By Christen Smith
Transmission owners told PJM last week that its rules for supplemental projects satisfy the RTO’s obligation as a regional planner, despite protests from dissatisfied load interests.
Executives from a dozen TOs sent a letter to the Board of Managers on Thursday applauding the way staff addressed stakeholder concerns while implementing revisions to Manual 14B: PJM Region Transmission Planning.
The TOs said the current manual language reflects months of compromise by stakeholders and demonstrates PJM’s willingness to increase transparency at every stage of the Attachment M-3 process approved by FERC.
“This has resulted in a process that harmonizes the presentment of baseline and supplemental projects such that there is minimal difference between the two presentments beyond the PJM board’s approval of baseline projects,” the letter reads.

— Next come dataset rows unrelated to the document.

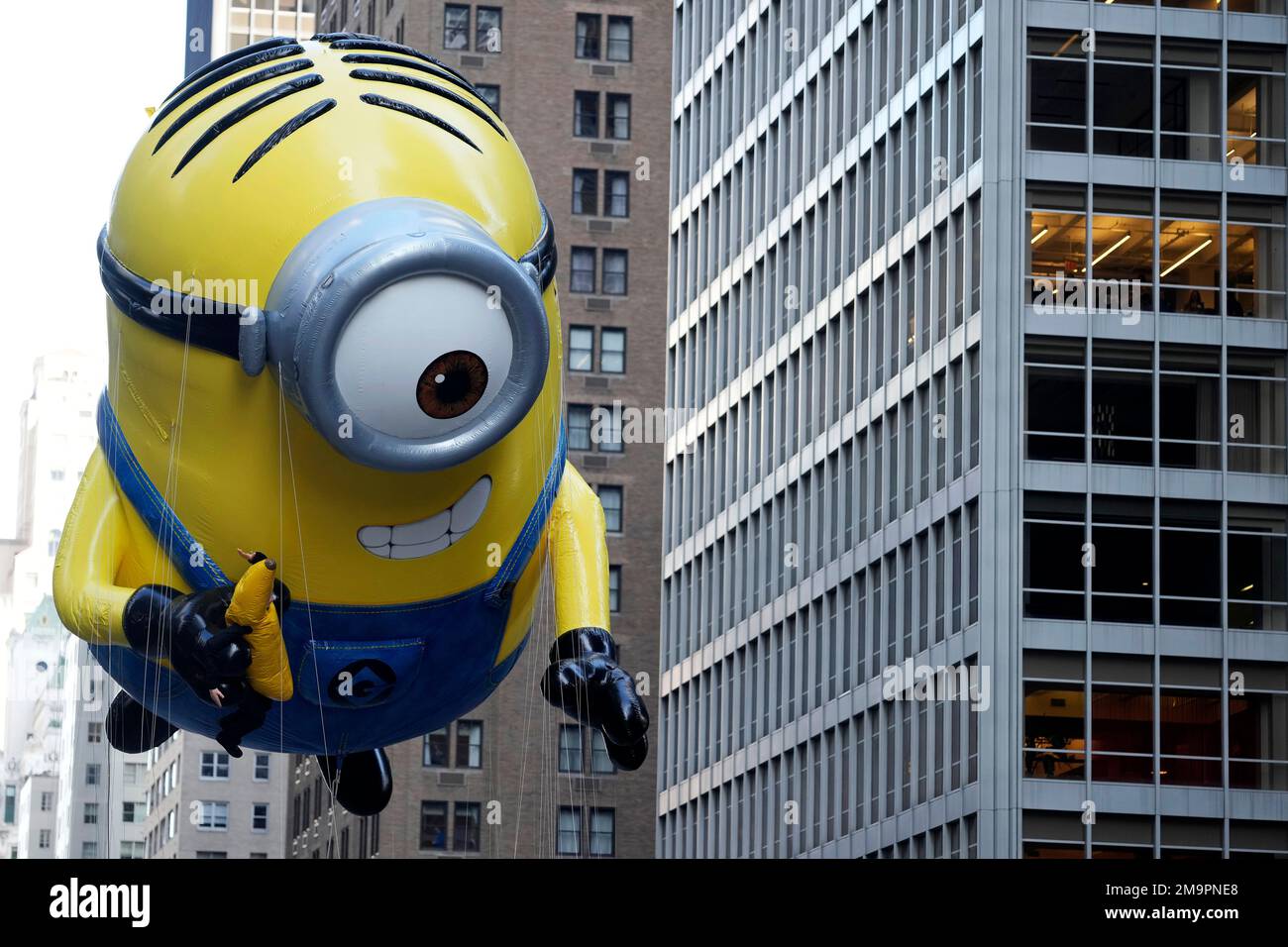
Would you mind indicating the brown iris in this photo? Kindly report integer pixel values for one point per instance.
(451, 384)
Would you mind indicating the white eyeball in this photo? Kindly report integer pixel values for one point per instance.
(424, 357)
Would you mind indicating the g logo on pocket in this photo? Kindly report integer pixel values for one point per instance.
(364, 684)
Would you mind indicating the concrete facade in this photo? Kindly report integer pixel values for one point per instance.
(872, 484)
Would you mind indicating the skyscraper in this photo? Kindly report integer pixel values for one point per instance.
(975, 544)
(584, 90)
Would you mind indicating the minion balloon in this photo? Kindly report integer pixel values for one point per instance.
(386, 423)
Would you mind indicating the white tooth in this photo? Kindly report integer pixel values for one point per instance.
(469, 508)
(423, 530)
(373, 536)
(415, 552)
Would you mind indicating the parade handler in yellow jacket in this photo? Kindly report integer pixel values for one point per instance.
(254, 615)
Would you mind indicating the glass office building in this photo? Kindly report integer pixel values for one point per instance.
(977, 517)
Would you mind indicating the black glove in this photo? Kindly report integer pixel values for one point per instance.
(585, 682)
(189, 630)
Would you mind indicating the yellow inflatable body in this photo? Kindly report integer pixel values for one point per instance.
(353, 381)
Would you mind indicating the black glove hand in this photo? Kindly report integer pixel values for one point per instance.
(585, 682)
(191, 631)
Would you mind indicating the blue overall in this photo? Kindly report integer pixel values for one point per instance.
(365, 676)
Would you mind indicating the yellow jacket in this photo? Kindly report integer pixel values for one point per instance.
(253, 607)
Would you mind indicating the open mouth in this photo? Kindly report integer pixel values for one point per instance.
(432, 534)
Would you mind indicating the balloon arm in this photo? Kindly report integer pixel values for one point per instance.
(579, 556)
(90, 552)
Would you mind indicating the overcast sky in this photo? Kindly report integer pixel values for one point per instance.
(73, 103)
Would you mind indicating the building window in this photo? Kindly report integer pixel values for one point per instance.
(610, 499)
(467, 827)
(601, 832)
(490, 94)
(588, 35)
(487, 30)
(469, 744)
(214, 817)
(570, 749)
(585, 114)
(614, 589)
(618, 115)
(613, 279)
(617, 193)
(456, 26)
(214, 766)
(599, 759)
(606, 429)
(434, 753)
(619, 39)
(433, 825)
(585, 191)
(583, 269)
(612, 351)
(568, 841)
(579, 428)
(581, 348)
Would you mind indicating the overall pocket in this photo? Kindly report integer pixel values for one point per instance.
(353, 676)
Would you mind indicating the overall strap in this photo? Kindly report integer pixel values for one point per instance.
(502, 582)
(201, 571)
(196, 566)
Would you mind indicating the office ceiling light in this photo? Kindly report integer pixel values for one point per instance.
(1201, 247)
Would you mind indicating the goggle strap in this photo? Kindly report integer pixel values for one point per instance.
(215, 325)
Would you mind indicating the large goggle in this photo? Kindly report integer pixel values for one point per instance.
(398, 328)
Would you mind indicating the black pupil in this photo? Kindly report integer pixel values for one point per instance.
(452, 384)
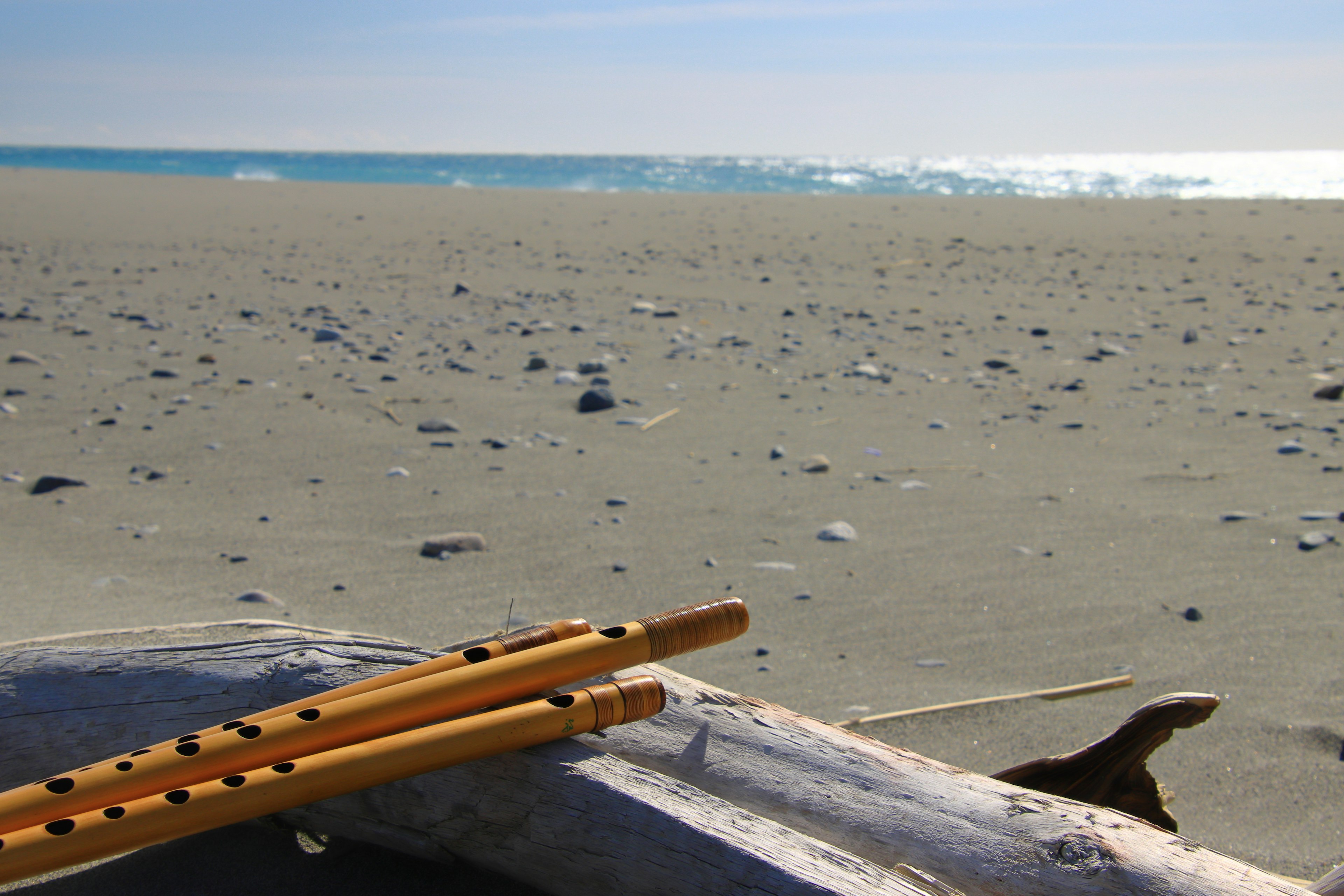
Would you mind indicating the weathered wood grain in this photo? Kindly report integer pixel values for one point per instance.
(562, 817)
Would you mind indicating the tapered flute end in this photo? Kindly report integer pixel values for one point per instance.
(628, 700)
(699, 625)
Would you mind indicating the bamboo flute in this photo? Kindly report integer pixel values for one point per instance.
(512, 643)
(385, 711)
(167, 816)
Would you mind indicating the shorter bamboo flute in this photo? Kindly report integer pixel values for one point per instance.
(162, 817)
(377, 714)
(512, 643)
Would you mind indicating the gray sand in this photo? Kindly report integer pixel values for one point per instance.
(1119, 518)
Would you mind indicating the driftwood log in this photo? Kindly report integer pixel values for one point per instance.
(564, 817)
(723, 793)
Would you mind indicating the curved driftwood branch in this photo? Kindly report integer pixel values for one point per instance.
(890, 805)
(1112, 771)
(564, 817)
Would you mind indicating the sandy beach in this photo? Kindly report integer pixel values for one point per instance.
(1073, 439)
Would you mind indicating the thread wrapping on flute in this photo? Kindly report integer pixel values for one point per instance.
(176, 813)
(316, 729)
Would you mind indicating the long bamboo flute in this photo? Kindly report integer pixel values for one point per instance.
(512, 643)
(213, 804)
(398, 707)
(1045, 694)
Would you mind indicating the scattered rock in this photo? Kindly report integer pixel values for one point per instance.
(596, 399)
(260, 597)
(838, 531)
(439, 425)
(454, 543)
(1314, 540)
(815, 464)
(53, 483)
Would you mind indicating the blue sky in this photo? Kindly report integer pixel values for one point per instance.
(796, 77)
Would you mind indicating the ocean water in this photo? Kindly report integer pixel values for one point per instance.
(1214, 175)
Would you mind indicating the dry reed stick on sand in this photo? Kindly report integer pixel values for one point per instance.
(1046, 694)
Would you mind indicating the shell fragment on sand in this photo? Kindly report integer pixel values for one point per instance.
(454, 543)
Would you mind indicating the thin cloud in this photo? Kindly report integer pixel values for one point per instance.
(689, 14)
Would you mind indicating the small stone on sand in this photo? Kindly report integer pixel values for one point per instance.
(1314, 540)
(260, 597)
(439, 425)
(1331, 393)
(815, 464)
(596, 399)
(53, 483)
(454, 543)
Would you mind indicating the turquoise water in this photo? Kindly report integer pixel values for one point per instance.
(1233, 175)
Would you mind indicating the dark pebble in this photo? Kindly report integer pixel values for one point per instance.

At January’s Markets and Reliability Committee meeting, PJM rejected two paragraphs in a set of revisions that stakeholders approved for inclusion in Manual 14B. (See PJM Rebuffs Stakeholders on Supplemental Projects.)
The paragraphs came from an American Municipal Power proposal — designed to address load interests’ concerns — that said supplemental projects “should be based on written articulable criteria, models and guidelines that are measurable and, to the extent available, quantifiable (e.g., asset replacement prioritization) so stakeholders can replicate TO planning decisions and validate their proposed solutions.” AMP cited the transparency principles in FERC Order 890, saying TOs should disclose asset-specific condition assessments and the criteria and models supporting supplemental projects.
PJM staff opted against incorporating the revisions, saying the disputed text is an “overreach” of the RTO’s Regional Transmission Expansion Plan, which is limited to studies of load flows, short circuits and stability.
The TOs backed the RTO’s stance, saying “PJM correctly determined that certain suggested changes went beyond and/or were not consistent with the FERC orders, and that stakeholders were advancing positions through manual changes that FERC had already rejected.
“What must be considered is that PJM and the PJM TOs have the ultimate responsibility for ‘keeping the lights on,’” the letter concludes. “This consideration must be weighed when planning processes are modified.”
Load interests struck an entirely different tone in their Feb. 8 Load Interests Blast PJM for Inadequate Transparency.)
In a separate letter to the board Feb. 11, the American Public Power Association and the Transmission Access Policy Study Group said the RTO’s refusal to incorporate AMP’s language lacks “compelling justification.”